8.2. L’Engagement de Change
L’exportateur a l’obligation légale de rapatrier les devises issues de ses ventes. Il doit souscrire un “Engagement de Change” via le GUCE lors de sa déclaration d’exportation.
- Délai : Les devises doivent être rapatriées et cédées à la banque domiciliataire dans un délai réglementaire (généralement un mois après la date d’exigibilité du paiement).
- Sanction : Le non-rapatriement est considéré comme une infraction à la réglementation des changes, passible de lourdes amendes par la BCEAO.

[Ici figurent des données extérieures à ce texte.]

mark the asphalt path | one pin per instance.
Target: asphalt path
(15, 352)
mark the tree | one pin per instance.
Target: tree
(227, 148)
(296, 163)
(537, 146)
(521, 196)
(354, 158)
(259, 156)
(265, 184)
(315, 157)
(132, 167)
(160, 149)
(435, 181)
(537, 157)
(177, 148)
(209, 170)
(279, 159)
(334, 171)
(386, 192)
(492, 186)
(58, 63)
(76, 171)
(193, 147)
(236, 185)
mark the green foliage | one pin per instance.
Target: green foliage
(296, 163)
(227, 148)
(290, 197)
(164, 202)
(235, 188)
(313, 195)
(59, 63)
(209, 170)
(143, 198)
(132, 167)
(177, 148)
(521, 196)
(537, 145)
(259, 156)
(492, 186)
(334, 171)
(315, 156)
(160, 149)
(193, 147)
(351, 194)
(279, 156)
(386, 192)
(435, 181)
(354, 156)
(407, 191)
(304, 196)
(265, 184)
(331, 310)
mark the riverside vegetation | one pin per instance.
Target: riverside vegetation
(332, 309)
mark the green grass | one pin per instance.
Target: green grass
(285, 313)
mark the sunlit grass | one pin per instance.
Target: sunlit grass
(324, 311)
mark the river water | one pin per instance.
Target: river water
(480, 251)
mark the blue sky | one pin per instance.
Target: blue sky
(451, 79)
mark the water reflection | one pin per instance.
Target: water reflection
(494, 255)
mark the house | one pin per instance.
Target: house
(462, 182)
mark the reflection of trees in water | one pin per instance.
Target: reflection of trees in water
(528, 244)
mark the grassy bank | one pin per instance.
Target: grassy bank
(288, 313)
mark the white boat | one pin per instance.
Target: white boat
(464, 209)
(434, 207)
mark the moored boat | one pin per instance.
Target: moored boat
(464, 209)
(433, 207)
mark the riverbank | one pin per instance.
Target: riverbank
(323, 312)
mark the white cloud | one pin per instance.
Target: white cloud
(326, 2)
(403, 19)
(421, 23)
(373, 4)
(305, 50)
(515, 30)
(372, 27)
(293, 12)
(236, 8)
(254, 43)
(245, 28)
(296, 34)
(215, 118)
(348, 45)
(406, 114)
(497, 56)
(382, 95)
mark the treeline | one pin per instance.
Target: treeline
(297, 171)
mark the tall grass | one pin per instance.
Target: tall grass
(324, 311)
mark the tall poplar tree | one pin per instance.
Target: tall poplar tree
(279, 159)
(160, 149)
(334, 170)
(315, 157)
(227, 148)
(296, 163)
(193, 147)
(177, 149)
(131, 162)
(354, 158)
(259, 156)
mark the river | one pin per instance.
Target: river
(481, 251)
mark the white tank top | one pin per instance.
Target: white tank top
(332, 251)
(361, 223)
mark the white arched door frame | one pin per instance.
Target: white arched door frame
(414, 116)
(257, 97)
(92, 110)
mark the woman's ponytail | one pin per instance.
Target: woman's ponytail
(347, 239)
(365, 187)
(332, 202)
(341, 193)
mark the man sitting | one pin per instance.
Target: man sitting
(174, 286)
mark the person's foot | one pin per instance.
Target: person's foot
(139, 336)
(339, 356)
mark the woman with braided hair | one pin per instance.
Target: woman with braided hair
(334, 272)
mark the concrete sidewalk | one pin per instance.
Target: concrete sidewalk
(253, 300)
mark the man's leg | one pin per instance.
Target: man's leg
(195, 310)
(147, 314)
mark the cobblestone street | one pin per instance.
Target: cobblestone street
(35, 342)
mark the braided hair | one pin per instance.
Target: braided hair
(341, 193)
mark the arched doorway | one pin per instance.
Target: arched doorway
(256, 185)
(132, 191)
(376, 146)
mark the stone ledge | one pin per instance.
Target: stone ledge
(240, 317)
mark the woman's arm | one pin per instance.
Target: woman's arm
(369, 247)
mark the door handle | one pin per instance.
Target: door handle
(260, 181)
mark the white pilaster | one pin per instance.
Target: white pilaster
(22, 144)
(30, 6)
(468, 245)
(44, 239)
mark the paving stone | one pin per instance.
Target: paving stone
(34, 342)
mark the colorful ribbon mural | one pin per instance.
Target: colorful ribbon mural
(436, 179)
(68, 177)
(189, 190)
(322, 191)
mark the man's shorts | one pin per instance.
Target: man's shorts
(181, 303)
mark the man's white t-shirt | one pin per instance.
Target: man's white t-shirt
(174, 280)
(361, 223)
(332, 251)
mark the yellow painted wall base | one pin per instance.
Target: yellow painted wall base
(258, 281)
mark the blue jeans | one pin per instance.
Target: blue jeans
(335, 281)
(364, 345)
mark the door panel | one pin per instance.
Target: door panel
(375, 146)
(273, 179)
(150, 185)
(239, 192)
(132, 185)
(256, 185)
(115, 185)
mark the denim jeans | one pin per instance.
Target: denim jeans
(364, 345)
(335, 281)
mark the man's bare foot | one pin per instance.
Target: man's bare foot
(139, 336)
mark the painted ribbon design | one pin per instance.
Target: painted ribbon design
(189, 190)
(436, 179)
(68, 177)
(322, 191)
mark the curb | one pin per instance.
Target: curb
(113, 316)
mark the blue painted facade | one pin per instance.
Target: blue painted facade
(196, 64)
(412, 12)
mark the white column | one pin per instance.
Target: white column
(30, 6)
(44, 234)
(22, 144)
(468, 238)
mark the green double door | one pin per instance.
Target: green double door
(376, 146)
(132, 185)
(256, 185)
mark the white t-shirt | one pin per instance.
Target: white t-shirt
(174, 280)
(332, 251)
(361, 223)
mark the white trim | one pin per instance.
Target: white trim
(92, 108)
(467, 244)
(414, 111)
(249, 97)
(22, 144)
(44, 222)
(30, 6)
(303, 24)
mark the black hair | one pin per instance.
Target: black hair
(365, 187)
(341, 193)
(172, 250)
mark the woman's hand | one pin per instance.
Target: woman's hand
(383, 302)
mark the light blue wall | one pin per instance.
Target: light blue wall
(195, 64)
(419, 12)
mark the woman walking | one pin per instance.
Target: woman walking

9. Conclusion et Synthèse des Risques
Créer et gérer une société d’import-export en Côte d’Ivoire en 2026 est un exercice qui requiert professionnalisme et structuration. L’époque de l’informel et de l’improvisation est révolue face à la digitalisation des procédures (GUCE, SYDAM, e-Impôts).
Tableau de Synthèse des Risques et Mitigations
| Domaine de Risque | Nature du Risque | Stratégie de Mitigation |
| Juridique | Choix du statut Entreprenant | Opter immédiatement pour une SARL au Réel Simplifié pour éviter les plafonds de CA. |
| Fiscal | Non-paiement de l’AIRSI | Configurer le logiciel de facturation pour appliquer systématiquement les 5% sur les clients non-TVA. |
| Douanier | Revalorisation par le RFCV | Toujours calculer sa rentabilité avec une marge de sécurité sur les droits de douane ; documenter ses prix d’achat. |
| Administratif | Expiration Code Import | Mettre en place une alerte 3 mois avant la fin de l’année pour renouveler l’ARF et le Code. |
| Financier | Refus de transfert (Change) | Assurer une cohérence parfaite entre FDI, Facture et virement pour éviter les blocages de conformité bancaire. |
La réussite réside dans l’anticipation. L’investisseur doit percevoir le Code Import/Export non comme un simple papier, mais comme un actif conditionné par sa régularité fiscale. De même, la relation avec Webb Fontaine et la Douane doit être gérée avec une transparence documentaire totale pour éviter les contentieux de valeur qui peuvent ruiner la marge d’une opération. En maîtrisant ces paramètres, la Côte d’Ivoire offre un potentiel de croissance exceptionnel, porté par une démographie dynamique et une position de hub régional incontesté.